Resolução legislativa do Parlamento Europeu, de 29 de Novembro de 2007, sobre uma proposta de decisão-quadro do Conselho relativa à luta contra certas formas e manifestações de racismo e xenofobia por via do direito penal (11522/2007 – C6-0246/2007 – 2001/0270(CNS))

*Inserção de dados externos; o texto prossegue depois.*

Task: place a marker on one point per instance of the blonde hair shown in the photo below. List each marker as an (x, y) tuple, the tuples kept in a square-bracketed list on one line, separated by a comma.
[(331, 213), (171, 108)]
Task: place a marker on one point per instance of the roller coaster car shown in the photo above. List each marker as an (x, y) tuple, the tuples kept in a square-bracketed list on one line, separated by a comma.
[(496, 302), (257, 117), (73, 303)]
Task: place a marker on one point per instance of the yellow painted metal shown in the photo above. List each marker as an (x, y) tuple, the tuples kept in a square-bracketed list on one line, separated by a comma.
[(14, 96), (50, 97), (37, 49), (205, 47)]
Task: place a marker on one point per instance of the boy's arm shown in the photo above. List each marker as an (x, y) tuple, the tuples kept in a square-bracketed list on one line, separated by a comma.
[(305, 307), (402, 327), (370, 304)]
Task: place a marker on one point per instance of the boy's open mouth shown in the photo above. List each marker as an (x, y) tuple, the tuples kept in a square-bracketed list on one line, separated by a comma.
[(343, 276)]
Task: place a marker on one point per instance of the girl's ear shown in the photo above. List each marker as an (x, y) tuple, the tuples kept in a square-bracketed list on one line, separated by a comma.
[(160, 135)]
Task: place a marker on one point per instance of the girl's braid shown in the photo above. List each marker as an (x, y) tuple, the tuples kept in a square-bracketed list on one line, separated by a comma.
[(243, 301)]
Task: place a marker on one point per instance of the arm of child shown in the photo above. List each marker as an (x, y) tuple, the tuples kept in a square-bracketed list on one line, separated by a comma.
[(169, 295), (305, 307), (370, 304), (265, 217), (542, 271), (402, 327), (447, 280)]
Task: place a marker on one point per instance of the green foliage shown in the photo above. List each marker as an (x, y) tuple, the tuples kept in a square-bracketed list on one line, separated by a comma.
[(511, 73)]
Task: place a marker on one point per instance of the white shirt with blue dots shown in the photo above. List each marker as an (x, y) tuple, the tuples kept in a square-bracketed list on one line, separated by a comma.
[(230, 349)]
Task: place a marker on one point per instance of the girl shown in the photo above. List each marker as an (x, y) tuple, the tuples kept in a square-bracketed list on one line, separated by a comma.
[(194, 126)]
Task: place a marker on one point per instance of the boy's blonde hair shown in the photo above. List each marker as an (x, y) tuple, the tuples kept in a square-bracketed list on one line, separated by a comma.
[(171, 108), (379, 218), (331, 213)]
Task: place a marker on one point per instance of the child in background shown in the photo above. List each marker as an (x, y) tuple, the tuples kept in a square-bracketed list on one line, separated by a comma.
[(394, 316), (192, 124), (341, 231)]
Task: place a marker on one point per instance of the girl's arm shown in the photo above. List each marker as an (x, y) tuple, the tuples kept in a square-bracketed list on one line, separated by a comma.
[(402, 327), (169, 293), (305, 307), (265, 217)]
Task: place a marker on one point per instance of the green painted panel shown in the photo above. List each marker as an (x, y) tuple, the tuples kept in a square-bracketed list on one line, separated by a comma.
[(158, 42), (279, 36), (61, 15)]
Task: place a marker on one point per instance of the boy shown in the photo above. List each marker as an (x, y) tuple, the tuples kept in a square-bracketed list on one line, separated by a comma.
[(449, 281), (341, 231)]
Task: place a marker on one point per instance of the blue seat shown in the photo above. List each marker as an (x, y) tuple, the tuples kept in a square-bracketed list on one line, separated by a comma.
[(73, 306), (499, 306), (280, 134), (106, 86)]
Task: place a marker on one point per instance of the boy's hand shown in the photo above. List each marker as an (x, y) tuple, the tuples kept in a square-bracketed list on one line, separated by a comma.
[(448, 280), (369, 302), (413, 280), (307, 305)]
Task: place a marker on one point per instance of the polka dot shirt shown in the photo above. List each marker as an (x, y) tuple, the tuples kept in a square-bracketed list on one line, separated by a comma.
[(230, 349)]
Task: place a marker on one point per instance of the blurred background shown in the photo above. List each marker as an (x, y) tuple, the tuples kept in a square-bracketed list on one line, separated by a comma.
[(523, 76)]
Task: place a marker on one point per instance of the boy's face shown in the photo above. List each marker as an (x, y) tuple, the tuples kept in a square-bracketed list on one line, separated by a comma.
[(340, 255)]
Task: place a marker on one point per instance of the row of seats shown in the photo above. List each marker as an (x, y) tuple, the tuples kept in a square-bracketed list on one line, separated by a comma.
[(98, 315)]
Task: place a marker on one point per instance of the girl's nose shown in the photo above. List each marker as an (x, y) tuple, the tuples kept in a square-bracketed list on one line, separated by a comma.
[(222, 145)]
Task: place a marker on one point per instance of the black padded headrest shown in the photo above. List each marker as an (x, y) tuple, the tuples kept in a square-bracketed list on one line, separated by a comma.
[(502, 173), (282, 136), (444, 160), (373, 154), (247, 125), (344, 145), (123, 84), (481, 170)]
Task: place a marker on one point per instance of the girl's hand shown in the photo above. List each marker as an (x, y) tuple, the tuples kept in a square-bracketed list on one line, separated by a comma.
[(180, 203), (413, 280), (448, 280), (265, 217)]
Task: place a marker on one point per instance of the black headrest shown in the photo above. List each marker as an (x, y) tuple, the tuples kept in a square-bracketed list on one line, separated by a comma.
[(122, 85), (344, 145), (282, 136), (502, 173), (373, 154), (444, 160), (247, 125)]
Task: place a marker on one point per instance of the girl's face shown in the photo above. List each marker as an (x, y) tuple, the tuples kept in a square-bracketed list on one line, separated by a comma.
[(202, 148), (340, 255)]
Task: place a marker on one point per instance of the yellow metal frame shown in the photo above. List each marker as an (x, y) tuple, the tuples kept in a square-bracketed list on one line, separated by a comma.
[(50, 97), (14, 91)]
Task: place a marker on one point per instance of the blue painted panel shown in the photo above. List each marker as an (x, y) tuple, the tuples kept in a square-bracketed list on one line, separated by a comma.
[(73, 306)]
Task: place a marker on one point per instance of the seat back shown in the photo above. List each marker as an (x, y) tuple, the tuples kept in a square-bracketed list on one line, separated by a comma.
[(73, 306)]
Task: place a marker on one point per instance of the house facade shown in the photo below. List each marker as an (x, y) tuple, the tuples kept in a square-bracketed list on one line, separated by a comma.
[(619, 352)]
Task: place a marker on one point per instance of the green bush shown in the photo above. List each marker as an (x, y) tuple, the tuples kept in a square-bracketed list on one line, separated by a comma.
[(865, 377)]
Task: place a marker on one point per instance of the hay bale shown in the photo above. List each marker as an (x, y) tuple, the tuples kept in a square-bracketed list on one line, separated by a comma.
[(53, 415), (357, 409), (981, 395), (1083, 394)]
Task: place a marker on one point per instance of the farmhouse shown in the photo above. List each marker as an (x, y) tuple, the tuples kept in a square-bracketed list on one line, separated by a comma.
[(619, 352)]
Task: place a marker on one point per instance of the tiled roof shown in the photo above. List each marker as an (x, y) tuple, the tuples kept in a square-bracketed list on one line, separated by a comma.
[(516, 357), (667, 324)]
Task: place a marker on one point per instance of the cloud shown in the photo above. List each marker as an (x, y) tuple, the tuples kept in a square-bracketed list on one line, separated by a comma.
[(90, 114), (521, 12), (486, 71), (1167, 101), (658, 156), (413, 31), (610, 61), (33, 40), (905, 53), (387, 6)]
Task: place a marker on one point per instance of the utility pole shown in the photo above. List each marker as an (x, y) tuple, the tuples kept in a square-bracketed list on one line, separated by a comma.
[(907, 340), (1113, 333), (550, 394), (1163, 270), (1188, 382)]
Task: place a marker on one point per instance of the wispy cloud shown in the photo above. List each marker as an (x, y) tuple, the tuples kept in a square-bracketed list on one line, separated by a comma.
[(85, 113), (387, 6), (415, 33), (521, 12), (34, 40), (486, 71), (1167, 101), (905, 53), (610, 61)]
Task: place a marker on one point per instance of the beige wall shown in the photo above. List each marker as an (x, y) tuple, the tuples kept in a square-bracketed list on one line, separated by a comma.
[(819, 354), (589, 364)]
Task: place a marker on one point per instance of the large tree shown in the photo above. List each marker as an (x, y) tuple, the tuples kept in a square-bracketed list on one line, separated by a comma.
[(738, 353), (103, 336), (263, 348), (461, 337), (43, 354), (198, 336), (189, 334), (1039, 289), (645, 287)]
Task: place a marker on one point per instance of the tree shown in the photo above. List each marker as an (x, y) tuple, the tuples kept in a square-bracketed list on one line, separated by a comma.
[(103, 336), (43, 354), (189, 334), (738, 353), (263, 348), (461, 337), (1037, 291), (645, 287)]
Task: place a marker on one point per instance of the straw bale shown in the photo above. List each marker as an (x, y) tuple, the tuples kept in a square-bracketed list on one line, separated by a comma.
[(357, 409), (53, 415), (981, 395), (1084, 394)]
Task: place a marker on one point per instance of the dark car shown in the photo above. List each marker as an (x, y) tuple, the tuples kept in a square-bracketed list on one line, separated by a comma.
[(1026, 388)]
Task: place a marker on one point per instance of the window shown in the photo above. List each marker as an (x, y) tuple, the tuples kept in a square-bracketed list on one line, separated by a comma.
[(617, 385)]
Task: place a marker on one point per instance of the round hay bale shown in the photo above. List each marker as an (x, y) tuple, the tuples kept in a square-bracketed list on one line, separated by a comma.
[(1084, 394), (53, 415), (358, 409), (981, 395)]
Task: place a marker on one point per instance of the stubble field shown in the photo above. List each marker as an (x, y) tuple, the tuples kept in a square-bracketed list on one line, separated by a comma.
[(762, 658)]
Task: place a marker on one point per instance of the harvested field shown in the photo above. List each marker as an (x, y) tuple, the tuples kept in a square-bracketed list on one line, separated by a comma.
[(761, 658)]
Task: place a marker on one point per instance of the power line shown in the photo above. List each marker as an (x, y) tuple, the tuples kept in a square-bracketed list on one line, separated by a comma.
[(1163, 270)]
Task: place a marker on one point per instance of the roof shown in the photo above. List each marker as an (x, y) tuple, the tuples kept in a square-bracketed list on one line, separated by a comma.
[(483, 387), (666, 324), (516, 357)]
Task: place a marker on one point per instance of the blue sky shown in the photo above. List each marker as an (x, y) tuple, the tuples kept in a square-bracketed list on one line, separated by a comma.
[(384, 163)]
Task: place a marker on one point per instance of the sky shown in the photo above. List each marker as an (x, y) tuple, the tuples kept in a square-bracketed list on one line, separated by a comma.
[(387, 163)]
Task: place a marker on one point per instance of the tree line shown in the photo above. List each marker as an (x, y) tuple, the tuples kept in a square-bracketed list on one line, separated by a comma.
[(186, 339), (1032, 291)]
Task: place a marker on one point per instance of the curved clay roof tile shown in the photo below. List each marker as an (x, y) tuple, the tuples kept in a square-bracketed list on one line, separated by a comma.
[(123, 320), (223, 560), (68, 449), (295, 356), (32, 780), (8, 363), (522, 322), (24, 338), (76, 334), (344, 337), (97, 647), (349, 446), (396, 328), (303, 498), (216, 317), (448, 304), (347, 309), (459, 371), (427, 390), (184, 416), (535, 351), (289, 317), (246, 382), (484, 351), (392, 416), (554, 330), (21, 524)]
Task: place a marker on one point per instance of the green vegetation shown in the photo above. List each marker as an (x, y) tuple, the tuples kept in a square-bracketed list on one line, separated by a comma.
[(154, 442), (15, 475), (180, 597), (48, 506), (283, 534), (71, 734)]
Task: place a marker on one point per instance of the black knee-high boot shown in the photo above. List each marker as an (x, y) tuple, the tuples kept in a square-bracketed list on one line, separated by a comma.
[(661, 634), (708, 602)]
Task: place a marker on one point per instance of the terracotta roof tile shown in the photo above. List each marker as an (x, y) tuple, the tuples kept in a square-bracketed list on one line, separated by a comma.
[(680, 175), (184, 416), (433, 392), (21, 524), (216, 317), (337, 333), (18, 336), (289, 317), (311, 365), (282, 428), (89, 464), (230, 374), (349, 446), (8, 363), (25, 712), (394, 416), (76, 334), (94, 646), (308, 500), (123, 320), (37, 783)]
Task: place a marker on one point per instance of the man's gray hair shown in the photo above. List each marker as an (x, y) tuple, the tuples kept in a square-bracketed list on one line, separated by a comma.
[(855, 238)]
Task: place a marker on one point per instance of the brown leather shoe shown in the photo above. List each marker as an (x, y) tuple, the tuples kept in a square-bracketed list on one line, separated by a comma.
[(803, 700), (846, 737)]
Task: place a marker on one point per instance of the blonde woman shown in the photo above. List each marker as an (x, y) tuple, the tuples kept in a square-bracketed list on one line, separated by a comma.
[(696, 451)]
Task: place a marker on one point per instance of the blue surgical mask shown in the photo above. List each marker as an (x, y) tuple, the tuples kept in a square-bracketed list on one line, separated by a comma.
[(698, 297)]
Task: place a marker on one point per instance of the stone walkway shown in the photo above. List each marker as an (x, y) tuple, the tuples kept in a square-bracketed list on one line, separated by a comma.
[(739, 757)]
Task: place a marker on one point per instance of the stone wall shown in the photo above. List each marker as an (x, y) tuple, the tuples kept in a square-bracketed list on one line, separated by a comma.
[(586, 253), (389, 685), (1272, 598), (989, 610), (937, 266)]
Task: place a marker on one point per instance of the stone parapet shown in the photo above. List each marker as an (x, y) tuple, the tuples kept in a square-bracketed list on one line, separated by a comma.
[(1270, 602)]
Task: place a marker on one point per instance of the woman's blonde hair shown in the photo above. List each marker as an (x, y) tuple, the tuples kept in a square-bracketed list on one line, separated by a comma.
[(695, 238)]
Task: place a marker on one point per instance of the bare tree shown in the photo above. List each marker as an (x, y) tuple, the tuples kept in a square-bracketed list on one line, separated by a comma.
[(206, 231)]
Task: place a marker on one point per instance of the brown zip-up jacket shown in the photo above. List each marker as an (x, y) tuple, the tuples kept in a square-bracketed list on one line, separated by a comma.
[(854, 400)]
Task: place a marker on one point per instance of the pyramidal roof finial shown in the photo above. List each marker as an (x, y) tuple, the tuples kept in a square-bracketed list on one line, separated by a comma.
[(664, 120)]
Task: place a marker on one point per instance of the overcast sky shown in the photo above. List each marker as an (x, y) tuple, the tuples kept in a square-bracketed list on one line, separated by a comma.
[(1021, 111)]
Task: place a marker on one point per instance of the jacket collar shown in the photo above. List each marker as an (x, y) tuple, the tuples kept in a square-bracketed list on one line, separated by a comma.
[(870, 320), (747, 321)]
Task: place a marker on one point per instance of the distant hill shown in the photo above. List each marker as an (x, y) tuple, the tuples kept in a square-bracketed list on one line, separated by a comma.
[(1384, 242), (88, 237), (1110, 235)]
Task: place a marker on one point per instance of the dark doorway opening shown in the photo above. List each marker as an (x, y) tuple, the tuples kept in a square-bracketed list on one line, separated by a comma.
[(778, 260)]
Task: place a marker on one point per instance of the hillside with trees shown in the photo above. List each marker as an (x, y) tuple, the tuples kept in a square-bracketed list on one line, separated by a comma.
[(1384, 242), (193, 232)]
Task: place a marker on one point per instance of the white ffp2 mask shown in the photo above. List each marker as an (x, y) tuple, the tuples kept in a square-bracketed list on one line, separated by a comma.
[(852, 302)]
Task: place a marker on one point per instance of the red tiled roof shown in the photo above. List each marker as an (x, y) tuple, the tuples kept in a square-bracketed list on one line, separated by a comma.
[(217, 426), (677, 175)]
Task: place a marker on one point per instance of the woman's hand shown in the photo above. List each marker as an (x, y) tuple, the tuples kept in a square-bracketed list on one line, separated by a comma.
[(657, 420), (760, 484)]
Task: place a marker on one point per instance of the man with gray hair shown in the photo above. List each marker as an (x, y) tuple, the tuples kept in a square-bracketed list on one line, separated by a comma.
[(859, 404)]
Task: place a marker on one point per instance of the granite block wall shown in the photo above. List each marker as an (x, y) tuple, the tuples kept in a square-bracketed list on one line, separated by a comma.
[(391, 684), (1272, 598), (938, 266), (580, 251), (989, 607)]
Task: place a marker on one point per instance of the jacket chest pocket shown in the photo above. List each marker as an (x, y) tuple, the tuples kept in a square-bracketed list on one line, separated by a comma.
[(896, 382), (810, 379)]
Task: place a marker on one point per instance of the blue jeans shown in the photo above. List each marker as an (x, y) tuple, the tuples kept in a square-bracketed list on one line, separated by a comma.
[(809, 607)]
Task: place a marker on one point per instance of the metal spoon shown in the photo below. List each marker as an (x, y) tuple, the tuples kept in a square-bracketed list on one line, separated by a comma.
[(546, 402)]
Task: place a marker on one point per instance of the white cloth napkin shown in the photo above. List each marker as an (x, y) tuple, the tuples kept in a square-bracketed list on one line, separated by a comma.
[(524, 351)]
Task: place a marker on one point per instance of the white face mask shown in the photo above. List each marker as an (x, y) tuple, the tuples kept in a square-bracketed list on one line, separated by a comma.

(Processo de consulta – Nova consulta)

O Parlamento Europeu,

–  Tendo em conta a proposta do Conselho (11522/2007),

–  Tendo em conta a proposta da Comissão ao Conselho (COM(2001)0664)(1),

–  Tendo em conta a sua posição de 4 de Julho de 2002(2),

–  Tendo em conta a alínea b) do n.º 2 do artigo 34.º do Tratado UE,

–  Tendo em conta o n.º 1 do artigo 39.º do Tratado UE, nos termos do qual foi de novo consultado pelo Conselho (C6-0246/2007),

–  Tendo em conta os artigos 93.º e 51.º, bem como o n.º 3 do artigo 55.º do seu Regimento,

–  Tendo em conta o relatório da Comissão das Liberdades Cívicas, da Justiça e dos Assuntos Internos (A6-0444/2007),

1.  Aprova a proposta do Conselho com as alterações nela introduzidas;

2.  Convida o Conselho a alterar a sua proposta no mesmo sentido;

3.  Solicita ao Conselho que o informe, se entender afastar-se do texto aprovado pelo Parlamento;

4.  Solicita nova consulta, caso o Conselho tencione alterar substancialmente a proposta ou substituí-la por um outro texto;

5.  Encarrega o seu Presidente de transmitir a posição do Parlamento ao Conselho e à Comissão.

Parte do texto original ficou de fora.